6.5 Quantitative metrics
While the paper validates synthetic data primarily through visual alignment with field measurements, it recognises the importance of incorporating quantitative metrics for rigorous assessment. Although specific measures like root mean square error (RMSE) or R-squared are not explicitly used, these metrics could enhance validation by quantifying the accuracy and variance explained by the synthetic data. Including these metrics in future work would provide objective, quantifiable evidence of accuracy, addressing current limitations and strengthening the methodology’s robustness and applicability.
6.6 Accessibility for practitioners with limited programming experience
The paper emphasises accessibility for practitioners with limited programming experience by leveraging GEN AI tools like ChatGPT for real-time guidance in script generation, debugging, and optimisation, reducing technical barriers. However, practitioners must undergo foundational training in Python, numerical analysis, and automation to build baseline proficiency. While the framework simplifies the process with structured workflows and modular steps, troubleshooting complex errors or adapting scripts may still require external support from experienced programmers or numerical software providers.
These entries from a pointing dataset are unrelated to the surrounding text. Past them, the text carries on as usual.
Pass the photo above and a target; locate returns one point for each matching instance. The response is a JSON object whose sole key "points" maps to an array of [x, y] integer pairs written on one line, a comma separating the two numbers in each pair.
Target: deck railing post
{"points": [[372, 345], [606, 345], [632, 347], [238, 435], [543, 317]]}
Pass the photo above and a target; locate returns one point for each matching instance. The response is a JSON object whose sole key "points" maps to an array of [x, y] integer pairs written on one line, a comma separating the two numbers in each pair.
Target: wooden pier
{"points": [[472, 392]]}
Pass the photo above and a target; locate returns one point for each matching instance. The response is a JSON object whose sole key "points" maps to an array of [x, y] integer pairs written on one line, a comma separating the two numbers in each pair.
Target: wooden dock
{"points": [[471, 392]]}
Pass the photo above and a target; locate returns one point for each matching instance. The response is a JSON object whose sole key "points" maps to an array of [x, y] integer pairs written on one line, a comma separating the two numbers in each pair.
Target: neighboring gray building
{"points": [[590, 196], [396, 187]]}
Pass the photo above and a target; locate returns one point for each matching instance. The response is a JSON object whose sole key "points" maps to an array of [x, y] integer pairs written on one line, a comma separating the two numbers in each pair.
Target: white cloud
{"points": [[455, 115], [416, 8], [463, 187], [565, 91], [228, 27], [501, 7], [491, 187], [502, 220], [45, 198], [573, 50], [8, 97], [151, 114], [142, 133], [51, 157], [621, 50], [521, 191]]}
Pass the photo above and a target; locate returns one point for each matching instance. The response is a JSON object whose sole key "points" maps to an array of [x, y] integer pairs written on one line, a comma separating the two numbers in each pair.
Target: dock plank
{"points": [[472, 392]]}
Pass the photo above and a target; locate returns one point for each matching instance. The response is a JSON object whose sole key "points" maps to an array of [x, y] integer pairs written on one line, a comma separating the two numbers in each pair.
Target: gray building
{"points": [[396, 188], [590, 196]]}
The scalability of the framework allows users to progress from simple to complex tasks gradually, but the need for iterative refinement and occasional challenges with AI-generated suggestions highlights the importance of supplemental resources. Future refinements, such as pre-built templates or interactive tutorials, could further enhance accessibility, but initial support remains critical for non-programmers to effectively use the framework.
7. Conclusion
This study presents a methodology that leverages generative AI to aid geotechnical practitioners in automating numerical analysis and generating synthetic datasets . The workflow is designed to empower those with limited programming skills to automate complex simulations efficiently. The pilot study on excavation-induced displacements in Sydney sandstone demonstrated the effectiveness of this approach, showing good agreement between the generated synthetic datasets and field measurements. This confirms that the integration of generative AI into numerical analysis workflows in geotechnical engineering can be a powerful tool for accelerating data generation, improving efficiency, and minimising errors.
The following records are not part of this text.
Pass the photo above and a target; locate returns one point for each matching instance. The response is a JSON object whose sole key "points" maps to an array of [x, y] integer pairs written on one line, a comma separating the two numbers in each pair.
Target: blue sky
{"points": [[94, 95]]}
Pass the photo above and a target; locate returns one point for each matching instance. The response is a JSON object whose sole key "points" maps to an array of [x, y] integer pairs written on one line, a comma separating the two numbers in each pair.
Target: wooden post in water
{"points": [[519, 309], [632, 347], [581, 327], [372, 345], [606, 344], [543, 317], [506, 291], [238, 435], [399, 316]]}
The study highlights the methodology’s adaptability for complex geotechnical scenarios, including 3D modelling, and its scalability through advanced parametric studies and automation tools. It also emphasises the importance of rigorous validation and expert oversight to ensure the reliability of AI-generated scripts and data sets. While the current study addresses inherent uncertainties and parameter variabilities through extensive validation and refinement, future research should explore the integration of additional complexity, such as 3D effects and heterogeneous geological conditions, to further enhance applicability and robustness.
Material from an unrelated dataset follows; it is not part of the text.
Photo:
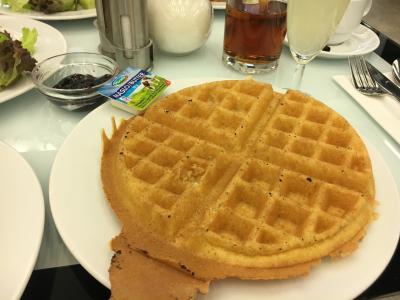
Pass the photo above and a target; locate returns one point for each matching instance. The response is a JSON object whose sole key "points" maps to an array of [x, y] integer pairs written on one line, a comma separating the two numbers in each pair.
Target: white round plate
{"points": [[21, 222], [50, 42], [66, 15], [87, 224], [218, 4], [362, 41]]}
By combining automation with expert validation, this methodology opens new opportunities for geotechnical practitioners to engage in data-driven modelling, bridging the gap between traditional workflows and AI-powered engineering applications.
The author sincerely thank JK Geotechnics for their continued support and encouragement throughout this study. Their commitment to innovation and advancement in geotechnical engineering has been instrumental in the successful development and application of this framework.